In other words, we destroyed the vision in the back and broken down the comprehensive treatment planning.  We are back to where we started and nothing else matters.

Don’t read too far into it, of course there is different approach for different doctors and practices.  My bigger point is: there is always a reason why the result is what it is.

Think of a math problem.  The answer on the right side of the equation is there because of what is on the left side.  This is the same in life, in business, in dentistry.

This is what you should have taken away from the last several weeks and this is why your commitment to consistency is so important.  You know what to do – it’s about doing it over and over again with your own practice success system.

Which is a very long way to get to the point of today’s Report… the next step in your consistency puzzle is CONSISTENT Management and Leadership of yourself, your team, your patients, and your practice as a business.

Yes, I’m talking about things as simple as sticking to your routine on productive Huddles, on closing out your day, knowing everything that happened, ensuring every patient is accounted for.

I’m talking about dedicated time for training, reviewing goals, and assessing progress as a team and also as individuals.

All of these things matter.  Your success system for keeping everyone, including you, focused and accountable for everything we have been talking about.  If you want to increase consistency you have to have a method, structure, and approach to do so.
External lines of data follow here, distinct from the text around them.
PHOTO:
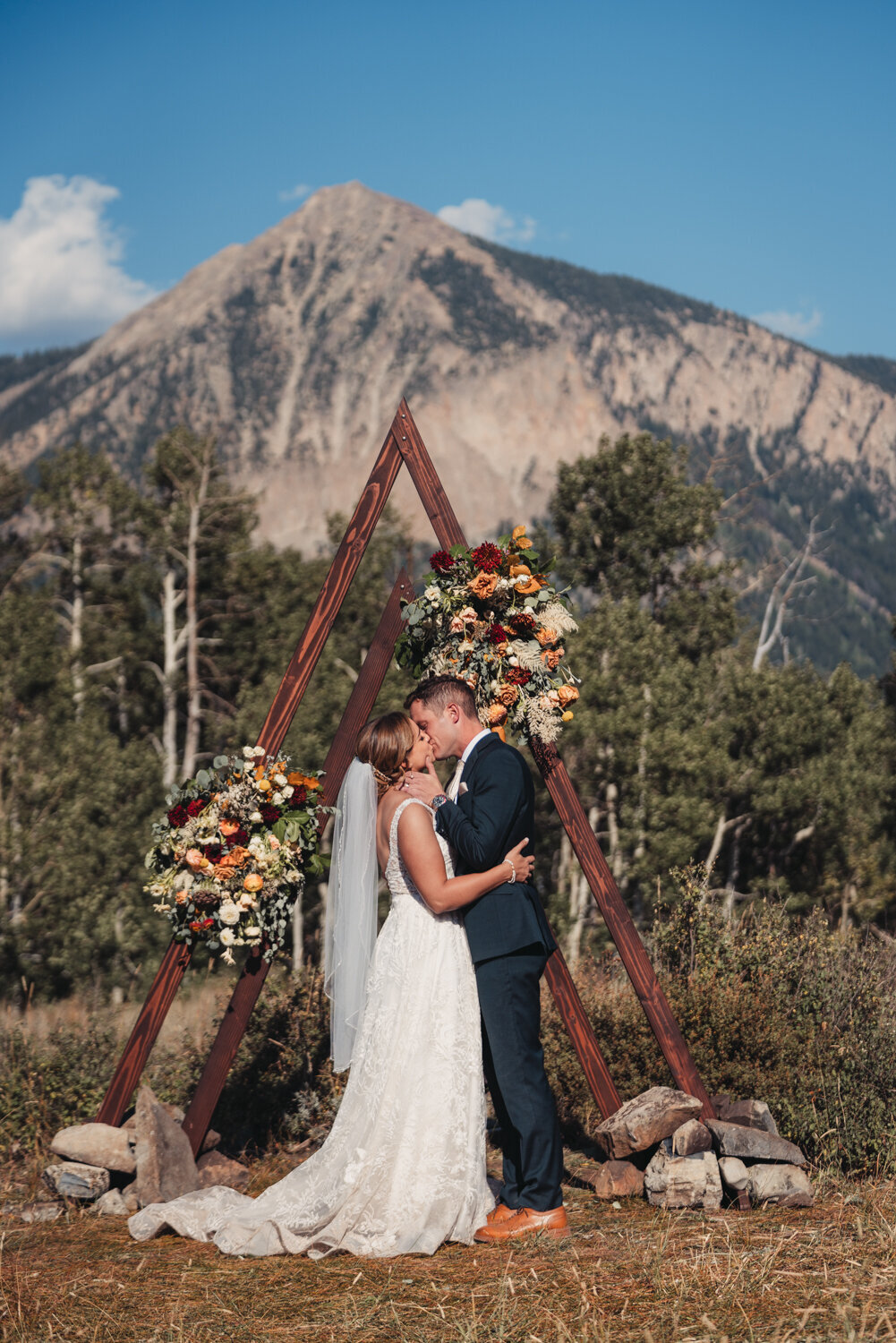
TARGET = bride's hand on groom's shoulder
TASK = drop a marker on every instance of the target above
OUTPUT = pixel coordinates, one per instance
(422, 784)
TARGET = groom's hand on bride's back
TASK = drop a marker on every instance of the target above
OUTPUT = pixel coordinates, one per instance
(423, 784)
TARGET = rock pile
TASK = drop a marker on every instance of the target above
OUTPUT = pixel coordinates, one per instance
(147, 1160)
(659, 1147)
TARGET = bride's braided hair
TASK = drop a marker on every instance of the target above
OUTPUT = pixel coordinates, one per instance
(384, 744)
And don’t think that if you have a small team you are out of the woods on this.  There are as many inconsistencies in a few people as there are in many people because everything still has to be done.  Of course, you multiply complexity when you multiply people (whether team, doctors, or patients).
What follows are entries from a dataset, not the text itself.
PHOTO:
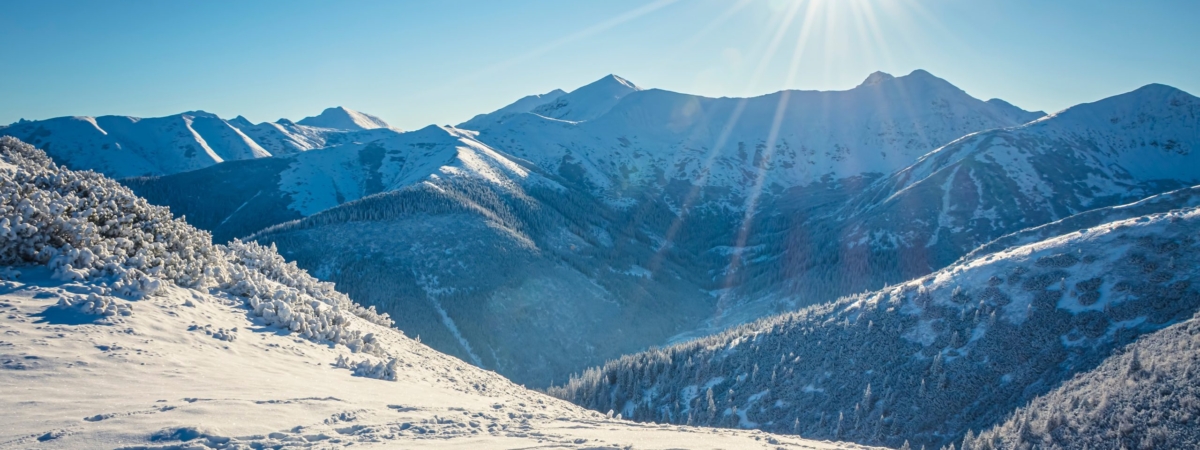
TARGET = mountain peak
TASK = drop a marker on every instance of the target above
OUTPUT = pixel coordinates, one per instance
(240, 121)
(876, 78)
(341, 118)
(616, 82)
(589, 101)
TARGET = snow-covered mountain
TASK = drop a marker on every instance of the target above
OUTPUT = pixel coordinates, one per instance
(931, 360)
(588, 102)
(847, 238)
(340, 118)
(523, 105)
(1146, 397)
(123, 147)
(169, 341)
(371, 210)
(630, 138)
(127, 147)
(250, 196)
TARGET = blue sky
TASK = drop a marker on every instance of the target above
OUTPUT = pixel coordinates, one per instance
(419, 63)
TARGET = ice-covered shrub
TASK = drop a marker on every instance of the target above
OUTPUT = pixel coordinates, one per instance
(369, 369)
(96, 305)
(87, 227)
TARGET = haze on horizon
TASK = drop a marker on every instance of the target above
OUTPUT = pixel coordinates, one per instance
(442, 63)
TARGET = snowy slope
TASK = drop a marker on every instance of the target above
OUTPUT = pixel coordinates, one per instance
(129, 147)
(340, 118)
(125, 328)
(208, 377)
(1146, 397)
(523, 105)
(123, 147)
(928, 360)
(246, 197)
(588, 102)
(833, 239)
(767, 143)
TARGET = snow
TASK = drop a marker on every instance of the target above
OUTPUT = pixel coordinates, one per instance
(126, 328)
(628, 136)
(340, 118)
(525, 105)
(587, 102)
(322, 179)
(165, 373)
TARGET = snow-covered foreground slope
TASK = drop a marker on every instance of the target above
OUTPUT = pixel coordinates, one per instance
(125, 328)
(1146, 397)
(928, 360)
(123, 147)
(127, 147)
(972, 191)
(523, 105)
(246, 197)
(481, 249)
(340, 118)
(190, 369)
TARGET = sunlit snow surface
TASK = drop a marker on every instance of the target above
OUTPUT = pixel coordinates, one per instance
(187, 369)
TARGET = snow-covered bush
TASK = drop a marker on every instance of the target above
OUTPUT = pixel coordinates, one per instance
(96, 305)
(369, 369)
(87, 227)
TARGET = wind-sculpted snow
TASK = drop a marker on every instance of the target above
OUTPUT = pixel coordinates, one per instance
(343, 119)
(85, 227)
(928, 360)
(1145, 397)
(749, 145)
(1182, 198)
(521, 106)
(191, 370)
(478, 246)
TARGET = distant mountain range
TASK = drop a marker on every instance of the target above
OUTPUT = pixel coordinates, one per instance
(898, 262)
(666, 215)
(123, 147)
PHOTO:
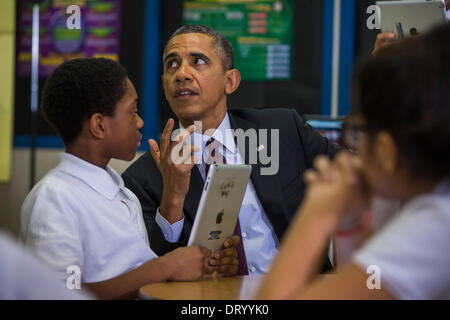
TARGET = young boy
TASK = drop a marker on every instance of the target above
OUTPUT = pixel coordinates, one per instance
(80, 217)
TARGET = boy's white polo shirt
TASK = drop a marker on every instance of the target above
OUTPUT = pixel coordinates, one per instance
(82, 215)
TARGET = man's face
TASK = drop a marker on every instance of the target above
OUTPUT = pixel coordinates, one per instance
(123, 128)
(194, 79)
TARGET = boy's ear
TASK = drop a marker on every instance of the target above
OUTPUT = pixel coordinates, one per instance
(97, 126)
(386, 153)
(233, 81)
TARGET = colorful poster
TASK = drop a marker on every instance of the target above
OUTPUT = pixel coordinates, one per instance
(7, 41)
(99, 35)
(260, 32)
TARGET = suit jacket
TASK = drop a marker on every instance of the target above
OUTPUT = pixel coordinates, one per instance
(280, 194)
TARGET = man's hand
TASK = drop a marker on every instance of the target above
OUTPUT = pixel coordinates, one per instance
(175, 163)
(383, 39)
(225, 261)
(187, 263)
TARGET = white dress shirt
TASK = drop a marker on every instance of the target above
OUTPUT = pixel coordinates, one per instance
(82, 215)
(411, 251)
(260, 241)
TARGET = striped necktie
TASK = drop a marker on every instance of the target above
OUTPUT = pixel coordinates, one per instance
(217, 157)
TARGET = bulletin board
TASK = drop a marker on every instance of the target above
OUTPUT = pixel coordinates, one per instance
(7, 45)
(99, 35)
(259, 31)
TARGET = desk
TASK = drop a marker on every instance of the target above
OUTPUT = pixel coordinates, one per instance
(232, 288)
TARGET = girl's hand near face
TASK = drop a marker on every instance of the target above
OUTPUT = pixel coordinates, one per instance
(337, 188)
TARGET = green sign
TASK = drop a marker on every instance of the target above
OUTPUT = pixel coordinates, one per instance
(260, 32)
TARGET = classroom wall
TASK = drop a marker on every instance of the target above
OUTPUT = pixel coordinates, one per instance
(7, 39)
(13, 194)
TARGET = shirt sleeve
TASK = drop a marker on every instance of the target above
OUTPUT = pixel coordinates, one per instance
(50, 228)
(172, 232)
(412, 252)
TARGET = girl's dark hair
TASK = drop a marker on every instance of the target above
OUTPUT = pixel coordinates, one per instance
(405, 91)
(79, 88)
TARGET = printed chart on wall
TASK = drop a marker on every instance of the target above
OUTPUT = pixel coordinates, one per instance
(99, 35)
(260, 32)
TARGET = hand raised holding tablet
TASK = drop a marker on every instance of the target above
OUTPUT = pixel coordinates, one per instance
(225, 261)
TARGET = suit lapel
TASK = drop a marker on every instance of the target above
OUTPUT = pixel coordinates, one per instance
(268, 188)
(192, 199)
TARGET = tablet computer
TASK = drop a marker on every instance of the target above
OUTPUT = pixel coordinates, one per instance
(410, 18)
(219, 206)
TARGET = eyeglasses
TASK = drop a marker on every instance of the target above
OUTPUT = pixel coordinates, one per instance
(352, 130)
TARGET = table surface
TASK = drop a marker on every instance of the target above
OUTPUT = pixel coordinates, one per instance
(232, 288)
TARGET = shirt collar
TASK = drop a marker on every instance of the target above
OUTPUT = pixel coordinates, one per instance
(106, 182)
(223, 135)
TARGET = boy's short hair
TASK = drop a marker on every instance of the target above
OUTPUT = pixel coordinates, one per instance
(79, 88)
(405, 91)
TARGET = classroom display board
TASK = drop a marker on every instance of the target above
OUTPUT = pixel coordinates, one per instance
(99, 35)
(7, 39)
(261, 33)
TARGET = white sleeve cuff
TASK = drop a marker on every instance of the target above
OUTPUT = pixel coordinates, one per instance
(172, 232)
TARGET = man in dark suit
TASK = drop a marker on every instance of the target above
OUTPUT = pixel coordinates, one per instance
(198, 77)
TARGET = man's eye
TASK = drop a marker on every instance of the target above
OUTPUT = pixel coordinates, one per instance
(200, 61)
(172, 64)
However, Management and Leadership goes far deeper than just these “meetings” and it goes into the culture, the morale, the attitude, the personal development philosophy… whether you read books or do anything other than just show up, see the patients in the schedule, punch the clock, collect a paycheck and ‘do the dentistry.’

If your practice is set-up in such a way that all that is done is ‘see the patients’ and ‘do the dentistry’ then you are missing the boat on what really matters and what drives results the most.

I like to call it: practicing on purpose.  That means every day with every patient your main and primary objective through relationships is to accomplish something, to help your patients on their pathway to health, and fulfilling the purpose and mission of your practice.

Deliver on that and you’ll have more dentistry to do than you have time to do it.

Management of this business is not just about bookkeeping and bills.  The management that matters is that which improves performance, that cultivates potential, that stays focused on the principles, and that lead to the consistency that will give you the results you want.  And you know what, it is not ever going to be completely easy or without stress if you are trying to do anything worthwhile.

Nearly every task (other than diagnosing and dentistry), can be delegated to others within your business – what can’t be delegated is the development of the business and that means the people.

For today, I’m asking you to self-reflect on the management and leadership consistency in your practice.  Where are you sufficiently developing your team and where do you need to spend more time?  You can’t afford to be negligent on these high level responsibilities that make everything else possible.

As they say, it starts at the top.  Would you want any other person having more influence and control on your life, outcomes, practice, principles, and clinical philosophy – than you.

Of course not.  Therefore, the more consistent you are (especially with the leadership of your team and management structure of your business), the more you will drive results and ensure consistency on everything else.